Run Code from a Notebook

You can choose to run all code developed in a notebook at once, or one cell at a time.

Keyboard shortcuts for running code in a notebook are:
  • MacOS: Cmd + Return
  • Windows: Ctrl + Enter

You can run code in a single cell by clicking theNotebook play button Play button, or run the whole notebook by clicking Run all.

  1. On the Home page, click Workspace.
  2. Navigate to your notebook.
  3. Click Run all.
  4. Check the status of your notebook job run by clicking Workflow then Job Runs.

Run Code from Another Notebook

You can use %run magic command in a notebook to include code from another notebook.

In the following example, you bring in code from a notebook named called-notebook.ipynb, to a notebook caller-notebook.ipynb.
  1. Install the nbconvert Python library.
  2. Use the %run command in a cell, as in the following example:
    %run /Workspace/folder1/called-notebook.ipynb

After following these steps, the notebook named called-notebook.ipynb is immediately run using your user principal (i.e. caller-notebook.ipynb) and using the attached cluster of caller-notebook.ipynb. All the functions and variables defined in called-notebook.ipynb immediately become available in the notebook named caller-notebook.ipynb.
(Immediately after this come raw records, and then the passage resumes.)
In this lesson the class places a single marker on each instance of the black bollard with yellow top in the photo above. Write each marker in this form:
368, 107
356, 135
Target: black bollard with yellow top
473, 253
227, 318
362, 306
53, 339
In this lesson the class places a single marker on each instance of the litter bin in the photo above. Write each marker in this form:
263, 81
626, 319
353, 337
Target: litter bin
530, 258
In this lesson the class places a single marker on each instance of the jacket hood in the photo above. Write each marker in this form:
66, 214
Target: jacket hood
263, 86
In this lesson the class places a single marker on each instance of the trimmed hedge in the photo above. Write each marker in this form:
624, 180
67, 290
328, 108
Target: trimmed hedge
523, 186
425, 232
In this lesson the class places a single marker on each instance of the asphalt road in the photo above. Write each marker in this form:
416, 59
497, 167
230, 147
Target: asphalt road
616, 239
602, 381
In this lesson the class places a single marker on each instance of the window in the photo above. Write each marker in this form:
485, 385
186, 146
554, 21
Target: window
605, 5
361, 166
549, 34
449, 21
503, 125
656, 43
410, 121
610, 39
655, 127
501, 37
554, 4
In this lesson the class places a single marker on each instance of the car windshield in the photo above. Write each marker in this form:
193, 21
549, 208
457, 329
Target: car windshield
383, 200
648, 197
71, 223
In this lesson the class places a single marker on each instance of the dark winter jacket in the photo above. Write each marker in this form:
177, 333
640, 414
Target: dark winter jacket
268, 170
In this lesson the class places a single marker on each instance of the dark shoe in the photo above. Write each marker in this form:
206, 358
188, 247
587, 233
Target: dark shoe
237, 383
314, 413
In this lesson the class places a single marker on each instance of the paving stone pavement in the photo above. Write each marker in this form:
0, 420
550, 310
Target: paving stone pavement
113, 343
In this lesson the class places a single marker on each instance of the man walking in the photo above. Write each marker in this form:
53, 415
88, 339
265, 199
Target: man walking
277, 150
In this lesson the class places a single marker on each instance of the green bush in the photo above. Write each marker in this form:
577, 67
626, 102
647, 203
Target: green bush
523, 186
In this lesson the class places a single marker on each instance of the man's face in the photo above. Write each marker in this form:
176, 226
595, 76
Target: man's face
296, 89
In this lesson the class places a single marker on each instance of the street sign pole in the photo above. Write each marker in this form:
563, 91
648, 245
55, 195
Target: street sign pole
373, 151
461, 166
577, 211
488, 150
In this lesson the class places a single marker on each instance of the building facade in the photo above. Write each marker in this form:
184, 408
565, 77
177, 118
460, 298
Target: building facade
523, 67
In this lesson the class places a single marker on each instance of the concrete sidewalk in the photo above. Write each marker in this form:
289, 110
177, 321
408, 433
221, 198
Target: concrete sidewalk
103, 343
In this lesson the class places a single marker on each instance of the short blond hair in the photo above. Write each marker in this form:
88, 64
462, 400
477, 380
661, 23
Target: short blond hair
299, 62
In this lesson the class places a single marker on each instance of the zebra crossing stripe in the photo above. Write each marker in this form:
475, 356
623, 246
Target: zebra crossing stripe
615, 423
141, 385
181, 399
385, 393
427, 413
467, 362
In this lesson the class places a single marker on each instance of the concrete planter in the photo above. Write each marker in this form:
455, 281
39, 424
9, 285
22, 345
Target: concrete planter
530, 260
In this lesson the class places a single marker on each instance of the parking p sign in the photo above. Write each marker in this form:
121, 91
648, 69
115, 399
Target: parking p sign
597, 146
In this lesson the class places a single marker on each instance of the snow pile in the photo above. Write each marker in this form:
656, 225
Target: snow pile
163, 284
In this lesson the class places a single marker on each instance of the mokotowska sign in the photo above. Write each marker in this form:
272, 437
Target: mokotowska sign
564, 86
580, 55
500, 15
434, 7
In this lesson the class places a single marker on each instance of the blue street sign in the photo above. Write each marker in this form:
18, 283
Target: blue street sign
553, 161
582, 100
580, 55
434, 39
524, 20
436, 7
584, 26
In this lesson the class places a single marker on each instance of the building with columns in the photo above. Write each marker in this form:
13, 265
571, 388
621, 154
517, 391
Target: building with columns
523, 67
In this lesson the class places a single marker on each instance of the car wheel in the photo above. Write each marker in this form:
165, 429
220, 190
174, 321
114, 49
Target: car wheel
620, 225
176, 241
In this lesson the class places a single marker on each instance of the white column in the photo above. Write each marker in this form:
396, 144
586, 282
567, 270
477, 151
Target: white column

Create a Manual Run Job from a Notebook

You can create an unscheduled job that you can run manually from code you've developed in your notebook.

  1. On the Home page, click Workspace.
  2. Navigate to your notebook.
  3. Click Actions, then click Schedule.
  4. Provide a name and description for the job.
  5. Click Browse and select the location to store your job. Click Select.
  6. Select a compute cluster from the Cluster dropdown.
  7. For Schedule, select Manual Run.
  8. Click Create.

Create a Scheduled Job Run from a Notebook

You can create a scheduled job that runs automatically from code you've developed in your notebook.

  1. On the Home page, click Workspace.
  2. Navigate to your notebook.
  3. Click Actions, then click Schedule.
  4. Provide a name and description for the job.
  5. Click Browse and select the location to store your job. Click Select.
  6. Select a compute cluster from the Cluster dropdown.
  7. For Schedule, select Schedule.
  8. Select a Schedule Status.
    • Select Active if you want the schedule to be enabled immediately.
    • Select Paused if you want to manually enable the scheduled run at a later time.
  9. Provide a time zone for the schedule to be based on.
  10. Select the Schedule Type.
    • For Calendar, you must specify the frequency and which hours or days the schedule will repeat on.
    • For Cron Expression, you must provide the schedule in the form of a cron expression.
  11. Check the listed run time at the bottom to confirm your schedule is correct. Click Create.